Reduced risk: Minimizes the human error factor in avoiding dangerous links.

Adapting to proactive link scanning

Given that proactive link scanning is a standard practice for many corporate email filters, it’s important to adapt your email strategy to ensure optimal deliverability and accurate performance measurement. The first step is to ensure your email authentication is impeccable. Robust SPF, DKIM, and DMARC records signal trustworthiness to filters, reducing the likelihood of deep inspection or suspicion.

Example DMARC record (monitoring policy)dns

v=DMARC1; p=none; rua=mailto:dmarc_reports@example.com; ruf=mailto:dmarc_forensics@example.com; sp=none; adkim=r; aspf=r;

Secondly, don't rely solely on open and click rates for engagement metrics, especially for B2B communications. Instead, focus on conversion rates, replies, and actual human interactions. Tools that provide deeper insights into subscriber activity, rather than just raw clicks, can offer a more accurate picture of engagement. We offer a free online email testing tool to help.

Finally, maintaining a clean and engaged email list is paramount. Regularly remove inactive subscribers and avoid sending to old or unverified addresses. A low bounce rate and high engagement from legitimate users signal good sender hygiene, which can reduce the scrutiny from aggressive spam blocklists (or blacklists) and improve your overall domain reputation.

Views from the trenches

Best practices

Implement robust email authentication protocols (SPF, DKIM, DMARC) to build sender trust.

Regularly clean your email lists to remove inactive or invalid addresses, improving list hygiene.

Focus on true engagement metrics beyond simple opens and clicks, like replies and conversions.

Common pitfalls

Relying solely on reported open and click rates, which can be inflated by automated filter activity.

Neglecting email authentication, leading to increased scrutiny and potential blocklisting.

Sending to unengaged or old lists, which can trigger spam traps and lower sender reputation.

Expert tips

Monitor DMARC reports to identify authentication issues and ensure proper alignment.

Test emails with common corporate filters to observe how they handle links and content.

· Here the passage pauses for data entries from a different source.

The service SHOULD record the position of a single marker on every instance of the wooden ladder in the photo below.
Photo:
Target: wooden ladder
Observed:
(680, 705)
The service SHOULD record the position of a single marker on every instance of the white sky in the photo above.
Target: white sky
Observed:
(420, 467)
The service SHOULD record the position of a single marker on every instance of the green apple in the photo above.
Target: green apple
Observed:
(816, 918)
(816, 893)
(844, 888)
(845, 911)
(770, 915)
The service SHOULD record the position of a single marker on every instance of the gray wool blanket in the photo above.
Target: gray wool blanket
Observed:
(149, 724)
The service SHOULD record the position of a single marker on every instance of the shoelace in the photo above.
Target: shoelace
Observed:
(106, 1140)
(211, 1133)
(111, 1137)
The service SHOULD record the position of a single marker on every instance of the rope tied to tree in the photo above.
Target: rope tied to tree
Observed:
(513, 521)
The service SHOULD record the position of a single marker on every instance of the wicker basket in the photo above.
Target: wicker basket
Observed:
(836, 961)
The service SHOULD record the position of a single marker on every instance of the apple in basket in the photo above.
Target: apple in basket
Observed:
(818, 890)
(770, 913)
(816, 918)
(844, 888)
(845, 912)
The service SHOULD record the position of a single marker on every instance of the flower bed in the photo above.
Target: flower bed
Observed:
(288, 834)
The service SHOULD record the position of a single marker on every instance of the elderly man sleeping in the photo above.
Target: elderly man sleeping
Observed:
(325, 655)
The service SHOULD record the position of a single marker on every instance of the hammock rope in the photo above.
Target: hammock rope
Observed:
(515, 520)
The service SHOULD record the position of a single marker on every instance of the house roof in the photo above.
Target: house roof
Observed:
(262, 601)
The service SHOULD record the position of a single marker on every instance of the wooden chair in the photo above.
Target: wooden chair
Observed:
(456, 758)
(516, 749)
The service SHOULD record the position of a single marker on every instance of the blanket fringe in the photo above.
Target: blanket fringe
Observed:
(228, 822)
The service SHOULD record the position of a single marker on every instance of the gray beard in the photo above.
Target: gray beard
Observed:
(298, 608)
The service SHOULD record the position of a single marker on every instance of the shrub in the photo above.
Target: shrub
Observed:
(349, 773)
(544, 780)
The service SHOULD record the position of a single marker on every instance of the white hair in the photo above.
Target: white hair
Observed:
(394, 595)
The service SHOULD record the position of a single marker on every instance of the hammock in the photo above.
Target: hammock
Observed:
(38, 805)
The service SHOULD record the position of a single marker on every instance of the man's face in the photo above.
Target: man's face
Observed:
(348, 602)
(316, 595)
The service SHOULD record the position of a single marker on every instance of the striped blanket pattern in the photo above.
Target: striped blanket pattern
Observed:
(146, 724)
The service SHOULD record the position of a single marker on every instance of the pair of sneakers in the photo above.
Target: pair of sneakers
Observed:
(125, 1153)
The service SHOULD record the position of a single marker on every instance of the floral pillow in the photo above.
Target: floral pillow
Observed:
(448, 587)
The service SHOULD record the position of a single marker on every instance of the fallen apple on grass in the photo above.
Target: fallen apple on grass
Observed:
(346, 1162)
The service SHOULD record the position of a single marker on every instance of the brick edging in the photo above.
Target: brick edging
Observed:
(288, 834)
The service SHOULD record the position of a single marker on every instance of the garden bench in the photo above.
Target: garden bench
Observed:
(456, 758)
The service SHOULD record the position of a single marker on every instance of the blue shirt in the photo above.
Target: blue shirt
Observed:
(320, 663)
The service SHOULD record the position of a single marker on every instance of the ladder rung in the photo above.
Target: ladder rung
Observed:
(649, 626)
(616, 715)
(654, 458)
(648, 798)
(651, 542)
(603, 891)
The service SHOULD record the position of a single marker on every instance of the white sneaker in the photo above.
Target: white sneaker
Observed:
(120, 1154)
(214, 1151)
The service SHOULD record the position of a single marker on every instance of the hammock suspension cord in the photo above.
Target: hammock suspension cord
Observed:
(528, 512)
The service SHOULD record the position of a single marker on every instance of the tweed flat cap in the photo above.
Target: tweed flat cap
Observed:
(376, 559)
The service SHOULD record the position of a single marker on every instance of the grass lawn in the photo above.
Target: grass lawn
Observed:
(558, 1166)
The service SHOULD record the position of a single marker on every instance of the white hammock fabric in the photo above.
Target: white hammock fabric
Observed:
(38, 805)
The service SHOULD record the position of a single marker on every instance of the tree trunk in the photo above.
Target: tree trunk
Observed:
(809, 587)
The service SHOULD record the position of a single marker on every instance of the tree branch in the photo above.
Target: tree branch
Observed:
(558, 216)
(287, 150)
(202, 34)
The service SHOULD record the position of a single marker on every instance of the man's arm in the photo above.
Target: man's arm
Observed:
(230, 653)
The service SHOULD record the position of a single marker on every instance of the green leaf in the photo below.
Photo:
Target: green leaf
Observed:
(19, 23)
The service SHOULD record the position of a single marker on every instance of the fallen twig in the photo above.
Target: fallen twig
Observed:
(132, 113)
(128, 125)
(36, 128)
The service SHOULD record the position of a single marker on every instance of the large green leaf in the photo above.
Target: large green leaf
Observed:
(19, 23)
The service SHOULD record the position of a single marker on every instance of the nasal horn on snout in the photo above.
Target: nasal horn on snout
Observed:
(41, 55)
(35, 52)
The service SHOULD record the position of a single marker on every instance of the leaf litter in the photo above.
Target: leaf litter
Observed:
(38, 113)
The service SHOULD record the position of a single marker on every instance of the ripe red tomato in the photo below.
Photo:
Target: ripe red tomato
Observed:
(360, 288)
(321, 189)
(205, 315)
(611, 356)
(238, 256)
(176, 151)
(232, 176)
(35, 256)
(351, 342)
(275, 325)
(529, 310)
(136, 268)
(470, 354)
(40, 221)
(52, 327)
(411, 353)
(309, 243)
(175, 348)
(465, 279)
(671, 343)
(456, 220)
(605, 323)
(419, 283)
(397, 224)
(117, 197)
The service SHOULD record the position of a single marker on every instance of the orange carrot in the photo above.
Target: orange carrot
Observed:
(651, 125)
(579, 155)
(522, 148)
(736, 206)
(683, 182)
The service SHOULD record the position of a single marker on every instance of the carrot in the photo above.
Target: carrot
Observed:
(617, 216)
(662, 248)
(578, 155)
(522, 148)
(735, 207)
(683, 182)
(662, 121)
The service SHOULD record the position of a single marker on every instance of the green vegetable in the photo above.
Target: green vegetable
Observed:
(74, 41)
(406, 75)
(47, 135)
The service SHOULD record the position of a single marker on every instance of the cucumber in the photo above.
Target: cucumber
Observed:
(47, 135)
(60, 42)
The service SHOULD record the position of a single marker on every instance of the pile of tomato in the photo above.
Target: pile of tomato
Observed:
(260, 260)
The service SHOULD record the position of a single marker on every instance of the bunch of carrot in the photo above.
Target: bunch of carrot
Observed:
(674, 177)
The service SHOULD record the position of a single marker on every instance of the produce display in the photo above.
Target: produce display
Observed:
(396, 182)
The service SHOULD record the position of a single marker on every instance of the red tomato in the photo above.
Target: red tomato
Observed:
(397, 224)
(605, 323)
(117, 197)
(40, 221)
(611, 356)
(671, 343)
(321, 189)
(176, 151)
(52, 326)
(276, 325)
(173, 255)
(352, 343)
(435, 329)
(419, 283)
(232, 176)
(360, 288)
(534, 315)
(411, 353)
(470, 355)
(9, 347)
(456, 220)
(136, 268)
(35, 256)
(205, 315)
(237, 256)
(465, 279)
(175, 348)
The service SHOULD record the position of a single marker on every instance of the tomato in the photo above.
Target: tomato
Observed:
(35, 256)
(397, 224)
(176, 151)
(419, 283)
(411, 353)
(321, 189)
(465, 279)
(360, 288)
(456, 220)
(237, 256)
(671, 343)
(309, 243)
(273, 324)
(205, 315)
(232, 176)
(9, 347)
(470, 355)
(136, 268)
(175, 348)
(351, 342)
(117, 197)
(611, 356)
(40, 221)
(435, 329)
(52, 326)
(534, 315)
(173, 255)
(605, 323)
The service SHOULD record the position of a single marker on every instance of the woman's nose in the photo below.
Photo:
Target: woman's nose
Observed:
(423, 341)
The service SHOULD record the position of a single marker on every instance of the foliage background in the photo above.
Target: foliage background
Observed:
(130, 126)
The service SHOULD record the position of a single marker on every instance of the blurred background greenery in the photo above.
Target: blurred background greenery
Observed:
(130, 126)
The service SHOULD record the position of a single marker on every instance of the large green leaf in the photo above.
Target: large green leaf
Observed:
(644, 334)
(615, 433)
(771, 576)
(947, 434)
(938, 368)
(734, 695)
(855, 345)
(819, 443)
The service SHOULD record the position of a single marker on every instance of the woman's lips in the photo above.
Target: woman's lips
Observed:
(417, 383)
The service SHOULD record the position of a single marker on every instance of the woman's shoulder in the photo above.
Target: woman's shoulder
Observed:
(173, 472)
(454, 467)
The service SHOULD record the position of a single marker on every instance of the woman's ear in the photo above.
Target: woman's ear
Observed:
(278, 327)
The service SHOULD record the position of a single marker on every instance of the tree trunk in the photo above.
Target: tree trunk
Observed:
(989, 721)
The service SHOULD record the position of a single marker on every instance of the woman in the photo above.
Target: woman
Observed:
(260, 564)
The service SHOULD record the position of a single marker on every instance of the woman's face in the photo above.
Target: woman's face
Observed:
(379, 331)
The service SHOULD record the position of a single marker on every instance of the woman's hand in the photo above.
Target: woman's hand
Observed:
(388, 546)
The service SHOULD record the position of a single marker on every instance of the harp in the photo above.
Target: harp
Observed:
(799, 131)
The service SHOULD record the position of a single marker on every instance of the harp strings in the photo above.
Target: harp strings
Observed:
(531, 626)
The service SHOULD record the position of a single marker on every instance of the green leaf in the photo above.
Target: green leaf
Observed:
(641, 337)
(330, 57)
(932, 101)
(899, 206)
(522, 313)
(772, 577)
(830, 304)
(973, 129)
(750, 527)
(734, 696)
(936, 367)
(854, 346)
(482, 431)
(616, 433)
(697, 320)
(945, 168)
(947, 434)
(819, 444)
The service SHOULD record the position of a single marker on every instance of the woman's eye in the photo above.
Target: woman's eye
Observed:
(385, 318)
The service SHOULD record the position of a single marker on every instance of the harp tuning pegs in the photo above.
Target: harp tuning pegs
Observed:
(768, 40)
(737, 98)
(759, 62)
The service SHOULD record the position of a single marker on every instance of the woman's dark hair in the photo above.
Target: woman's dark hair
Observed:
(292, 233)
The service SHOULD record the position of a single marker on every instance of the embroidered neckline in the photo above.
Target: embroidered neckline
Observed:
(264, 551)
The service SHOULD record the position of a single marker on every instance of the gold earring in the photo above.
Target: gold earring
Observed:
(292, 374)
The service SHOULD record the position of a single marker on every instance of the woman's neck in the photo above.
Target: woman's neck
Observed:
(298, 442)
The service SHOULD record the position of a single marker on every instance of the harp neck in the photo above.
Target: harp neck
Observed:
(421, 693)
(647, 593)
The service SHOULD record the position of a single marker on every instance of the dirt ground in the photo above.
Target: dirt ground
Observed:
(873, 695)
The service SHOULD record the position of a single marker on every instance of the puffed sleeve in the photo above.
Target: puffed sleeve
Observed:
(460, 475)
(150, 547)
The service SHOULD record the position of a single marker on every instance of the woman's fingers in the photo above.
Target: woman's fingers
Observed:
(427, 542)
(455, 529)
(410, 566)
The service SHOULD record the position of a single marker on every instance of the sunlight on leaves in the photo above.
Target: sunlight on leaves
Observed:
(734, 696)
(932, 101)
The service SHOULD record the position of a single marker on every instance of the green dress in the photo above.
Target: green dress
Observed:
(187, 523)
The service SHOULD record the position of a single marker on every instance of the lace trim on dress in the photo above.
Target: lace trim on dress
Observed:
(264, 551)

Be aware that some filters, like Barracuda, can be more aggressive, especially after changes to sending infrastructure.

Marketer view

Marketer from Email Geeks says Barracuda is known for proactively clicking links, often aggressively.

December 16, 2021 - Email Geeks

Expert view

Expert from Email Geeks says Microsoft Safe Links also performs link following, depending on administrator settings.

December 16, 2021 - Email Geeks

Navigating the landscape of email security filters

The landscape of corporate email security is complex, with an increasing number of appliances and software solutions actively following links within emails. This proactive scanning, while a powerful defense against cyber threats, significantly impacts how email deliverability is perceived and measured. Understanding that services like Barracuda, Microsoft Safe Links, Proofpoint, and Mimecast engage in this behavior is key to navigating the modern email ecosystem.

For email senders, the focus must shift from simply hitting the inbox to ensuring actual engagement and maintaining robust sender reputation through proper authentication and list hygiene. By adapting your strategies to account for these sophisticated filtering practices, you can improve your email program’s effectiveness and accurately assess its true impact.